5 Tips for Seasonal Storage
Now that it’s summer, all you want to do is get outside to the barbecue and the beach – but first, you have to dig through the clutter of ski boots, heavy down comforters and Christmas decorations. How do you lighten up your load and shift into a simple lifestyle for summertime? Here are 5 tips to get those seasonal items stashed away safely so they’ll be all ready in that far distant future when the days cool off again.

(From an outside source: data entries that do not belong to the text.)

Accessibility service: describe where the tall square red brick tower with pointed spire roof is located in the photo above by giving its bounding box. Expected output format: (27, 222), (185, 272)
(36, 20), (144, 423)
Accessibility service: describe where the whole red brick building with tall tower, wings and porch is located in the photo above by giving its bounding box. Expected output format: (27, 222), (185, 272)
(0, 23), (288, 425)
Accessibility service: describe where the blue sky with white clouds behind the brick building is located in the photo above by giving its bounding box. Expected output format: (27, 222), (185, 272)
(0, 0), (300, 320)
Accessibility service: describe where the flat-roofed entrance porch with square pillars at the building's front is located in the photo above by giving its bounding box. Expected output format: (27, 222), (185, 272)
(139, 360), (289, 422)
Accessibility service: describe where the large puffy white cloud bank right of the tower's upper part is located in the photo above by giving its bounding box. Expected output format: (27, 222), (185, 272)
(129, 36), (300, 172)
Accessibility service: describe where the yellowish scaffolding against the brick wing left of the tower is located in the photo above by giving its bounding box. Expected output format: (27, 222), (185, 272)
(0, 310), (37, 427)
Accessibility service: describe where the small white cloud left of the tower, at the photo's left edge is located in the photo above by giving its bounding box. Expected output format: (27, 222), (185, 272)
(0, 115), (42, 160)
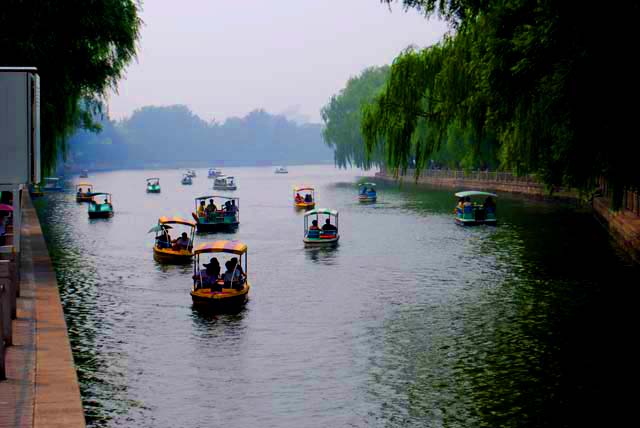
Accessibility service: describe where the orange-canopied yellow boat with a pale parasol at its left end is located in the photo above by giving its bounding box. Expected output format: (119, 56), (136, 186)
(149, 217), (196, 264)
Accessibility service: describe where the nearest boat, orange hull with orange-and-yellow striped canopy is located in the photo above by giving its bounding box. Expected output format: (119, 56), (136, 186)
(191, 241), (251, 308)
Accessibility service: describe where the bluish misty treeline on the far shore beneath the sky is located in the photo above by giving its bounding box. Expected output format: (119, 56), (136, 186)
(66, 105), (333, 170)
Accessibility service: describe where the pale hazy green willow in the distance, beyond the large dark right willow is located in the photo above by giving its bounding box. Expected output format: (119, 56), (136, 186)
(321, 66), (389, 169)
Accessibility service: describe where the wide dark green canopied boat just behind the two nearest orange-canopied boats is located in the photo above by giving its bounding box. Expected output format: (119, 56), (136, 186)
(192, 195), (240, 233)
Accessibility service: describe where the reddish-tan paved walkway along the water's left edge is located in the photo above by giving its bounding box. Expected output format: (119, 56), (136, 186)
(0, 192), (85, 428)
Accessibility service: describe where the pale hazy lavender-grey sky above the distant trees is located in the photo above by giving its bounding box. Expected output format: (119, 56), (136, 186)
(109, 0), (446, 122)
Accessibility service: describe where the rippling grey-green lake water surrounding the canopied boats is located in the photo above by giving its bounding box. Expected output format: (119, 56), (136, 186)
(36, 166), (640, 428)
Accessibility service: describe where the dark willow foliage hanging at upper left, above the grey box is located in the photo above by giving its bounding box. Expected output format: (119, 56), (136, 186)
(0, 0), (141, 174)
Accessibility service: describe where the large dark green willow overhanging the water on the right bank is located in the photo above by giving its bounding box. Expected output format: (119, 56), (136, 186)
(362, 0), (640, 204)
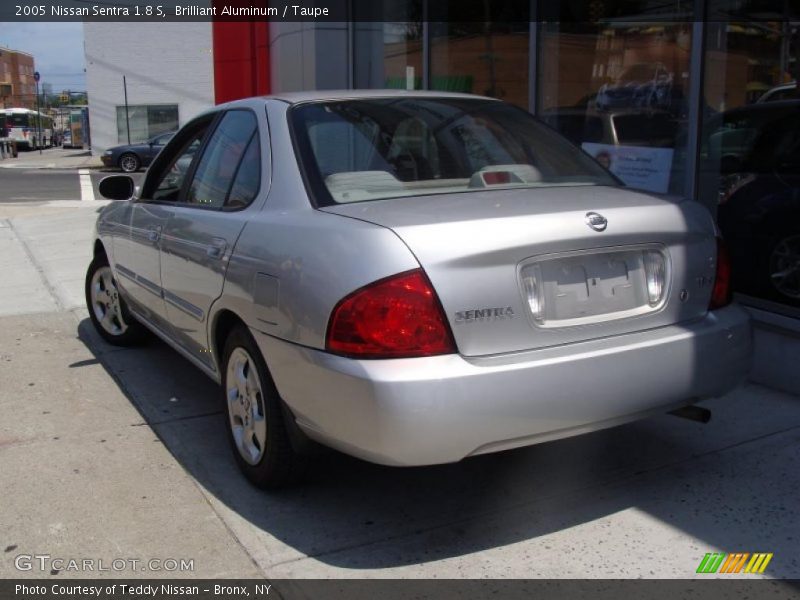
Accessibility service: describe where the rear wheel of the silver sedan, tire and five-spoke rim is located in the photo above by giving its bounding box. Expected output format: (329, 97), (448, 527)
(222, 326), (304, 489)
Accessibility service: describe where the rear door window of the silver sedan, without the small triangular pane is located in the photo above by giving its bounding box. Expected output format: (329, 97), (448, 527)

1. Don’t Feed Unwanted Pets
Your home may harbor tiny clothing moths, and their batches of babies grow big and strong by eating protein fibers like wool and fur. If this touching little wildlife scene doesn’t appeal to you, make sure to wash or dry clean every item before storing it. Any method of cleaning will discourage moths by removing sweat or food stains, which make the fibers especially appetizing to them. The dry cleaning process kills off the larvae, and washing will do the same if you can use water that’s at least 120 degrees Fahrenheit. For those items that really don’t need cleaning (or if you’ve procrastinated and just haven’t gotten around to going to the dry cleaners), putting your items in the freezer for 24 hours before storing them will also destroy any eggs or larvae that happen to be hitchhiking in the folds. Avoid mothballs, though – they’re toxic, and they’ll make you smell like your grandmother’s attic.
2. Pack Your Suitcases
That is, if you’re not planning to use them anytime soon. Lots of us have empty luggage hanging out in our closet or under the bed waiting to be pulled out for those rare trips where we need to carry more than we can fit into a little carry-on. If you have a couple of large suitcases just sitting empty, use them as organization aids. They make perfect self-storage spots for a few simple items such as winter blankets or holiday tablecloths.
3. Treat Your Down Gently
You probably have some down items stuffed into that closet full of winter treasures. Down-filled jackets, comforters and sleeping bags need special treatment in order to stay fluffy while in storage. The experts at REI recommend washing these items by hand and putting them in a cool dryer or hanging them up to dry. They don’t recommend dry cleaning because the chemicals can strip the natural oils out of the feathers and decrease the fluffiness quotient. Once you have your down item clean and dry, put it gently into a mesh or fabric bag online slots that allows some air to circulate. Don’t press and squash it to try to make it fit. Water-tight storage and vacuum-sealed bags are not good for down because condensed moisture can accumulate inside them and cause mildew.
4. Baby Your Winter Sports Gear
It’s important to give your skis, snowboards and boots some attention before moving them to storage for the warm seasons – and it’s also kind of fun. You can dream of next winter’s adventures while you’re tuning your skis and snowboards and putting a fresh coat of wax on them. It’s a good idea to remove liners from ski boots and then hand wash them. After the liners are thoroughly air-dried, replace them inside the boots, and then lace up the boots so they maintain their shape. Make sure that skis are stored upright, and (like down items) not sealed inside of plastic. Air circulation is helpful for all ski equipment.
5. Add an Herbal Finish
In addition to discouraging insects of all sorts, natural oils like cedar and lavender will ensure that when you open your storage containers next fall, you’ll be greeted with a fresh and pleasant fragrance. You can buy little balls of cedar wood, or simply go to the pet store for cedar shavings to tie securely into small net bags. Lavender is also available in many fresh and dried forms. Tuck sachets into the pockets of your clothing (you might find some money you’ve forgotten!) and into storage bags and boxes.
Once you’ve cleared away all your bulky winter items, you’ll be able to find that beach towel and barbecue grill you were looking for; after all, summertime is calling!